Saturday, November 20, 2010

door skin and repair, part 2

Part two of what looks like will be a three part series... After the door skin was fit, I finally got around to getting it permanently installed. To do this, the edge of the door skin is hammered down flat against the underside of the door, where it is then welded to the body of the door.

Picking up right where the last blog ended, all the rust was removed with a wire brush on the angle grinder, shot with a few coats of rust converter, and then shot with two coats of Eastwood Rust Encapsulator as seen here.
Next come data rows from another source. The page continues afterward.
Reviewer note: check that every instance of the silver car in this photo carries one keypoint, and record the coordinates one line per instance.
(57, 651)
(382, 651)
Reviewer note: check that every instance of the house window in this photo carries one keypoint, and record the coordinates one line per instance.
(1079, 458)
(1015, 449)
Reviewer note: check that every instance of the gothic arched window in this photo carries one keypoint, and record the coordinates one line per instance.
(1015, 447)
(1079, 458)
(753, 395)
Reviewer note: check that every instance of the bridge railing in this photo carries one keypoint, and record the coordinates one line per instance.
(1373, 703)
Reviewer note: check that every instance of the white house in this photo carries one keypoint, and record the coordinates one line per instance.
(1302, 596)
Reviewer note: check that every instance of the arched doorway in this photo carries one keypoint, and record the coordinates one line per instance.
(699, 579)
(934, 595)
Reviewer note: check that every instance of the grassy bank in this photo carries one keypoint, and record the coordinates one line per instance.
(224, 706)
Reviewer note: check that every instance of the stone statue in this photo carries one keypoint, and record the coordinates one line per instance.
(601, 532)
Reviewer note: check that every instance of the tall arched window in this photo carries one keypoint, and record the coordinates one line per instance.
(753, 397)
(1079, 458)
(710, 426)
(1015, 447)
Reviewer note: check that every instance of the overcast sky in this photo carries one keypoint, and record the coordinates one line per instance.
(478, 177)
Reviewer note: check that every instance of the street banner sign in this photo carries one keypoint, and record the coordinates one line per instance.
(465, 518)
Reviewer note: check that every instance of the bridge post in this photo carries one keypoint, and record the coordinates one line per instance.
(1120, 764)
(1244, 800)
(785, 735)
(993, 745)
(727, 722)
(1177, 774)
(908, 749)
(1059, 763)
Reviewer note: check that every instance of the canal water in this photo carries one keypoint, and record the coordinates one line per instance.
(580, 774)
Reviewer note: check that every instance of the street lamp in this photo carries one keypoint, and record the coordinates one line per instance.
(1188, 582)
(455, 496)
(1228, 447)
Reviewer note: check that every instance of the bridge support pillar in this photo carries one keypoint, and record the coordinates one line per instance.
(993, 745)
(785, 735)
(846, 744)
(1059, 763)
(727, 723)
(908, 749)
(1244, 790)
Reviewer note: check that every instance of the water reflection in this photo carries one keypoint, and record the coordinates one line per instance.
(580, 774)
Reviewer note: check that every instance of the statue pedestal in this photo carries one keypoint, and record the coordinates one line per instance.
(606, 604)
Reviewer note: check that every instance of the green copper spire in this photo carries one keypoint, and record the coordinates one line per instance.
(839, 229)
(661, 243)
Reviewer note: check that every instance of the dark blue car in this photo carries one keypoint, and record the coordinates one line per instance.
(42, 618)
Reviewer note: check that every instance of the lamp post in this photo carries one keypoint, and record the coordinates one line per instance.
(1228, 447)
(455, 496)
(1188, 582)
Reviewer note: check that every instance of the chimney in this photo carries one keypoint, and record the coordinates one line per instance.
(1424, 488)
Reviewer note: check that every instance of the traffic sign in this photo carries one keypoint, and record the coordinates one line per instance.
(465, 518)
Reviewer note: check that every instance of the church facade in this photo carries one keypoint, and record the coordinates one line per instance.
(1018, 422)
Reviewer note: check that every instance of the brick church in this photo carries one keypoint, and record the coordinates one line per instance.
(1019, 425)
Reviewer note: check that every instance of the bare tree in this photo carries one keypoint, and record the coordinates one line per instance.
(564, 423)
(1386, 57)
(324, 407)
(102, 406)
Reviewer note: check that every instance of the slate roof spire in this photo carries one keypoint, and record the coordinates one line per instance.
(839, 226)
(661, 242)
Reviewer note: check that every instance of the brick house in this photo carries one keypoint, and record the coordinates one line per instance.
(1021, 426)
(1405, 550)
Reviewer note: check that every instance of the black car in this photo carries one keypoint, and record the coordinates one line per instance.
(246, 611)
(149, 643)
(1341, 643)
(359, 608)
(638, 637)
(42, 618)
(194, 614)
I could not find a reproduction insulator that goes between the door brace and skin, so I fashioned one out of cork that was the same thickness as the original insulator. I straightened the original staples out and then reused them. I then reinforced it by wrapping duct tape strips over all stapled areas, and finally a duct tape strip ran the entire length of the cork to cover it and hopefully prevent some degradation. The verdict's out on how well it will hold up.

The edges of the door skin were then hammered over and welded to the door. I ground the welds down.


The completed door skin.


I had a problem with getting tons of tiny little dimples across the bottom from the dolly, even though I was trying to be careful with it. I ended up pushing hard on it with my palm and using that as a dolly.

Next step in the repair was to fix this rusted out lower fron corner of the door.


The offending area is cut out.

A new piece is fabricated from scrap metal I saved from the trunk lid. I pounded this on a large pipe to give it a round contour that matched the contour of the door.


The piece was then welded in. It wasn't a perfect fit and there were some big gaps on the bottom and right side, so I had to fill that all in with the welder, leaving it less than pretty, but I've seen much worse weld jobs.


But after grinding down the welds it looks almost as good as new. It won't be in a visible spot and will receive a skim coat of fiber glass filler to cover up any pinholes where the welder didn't completely fill in.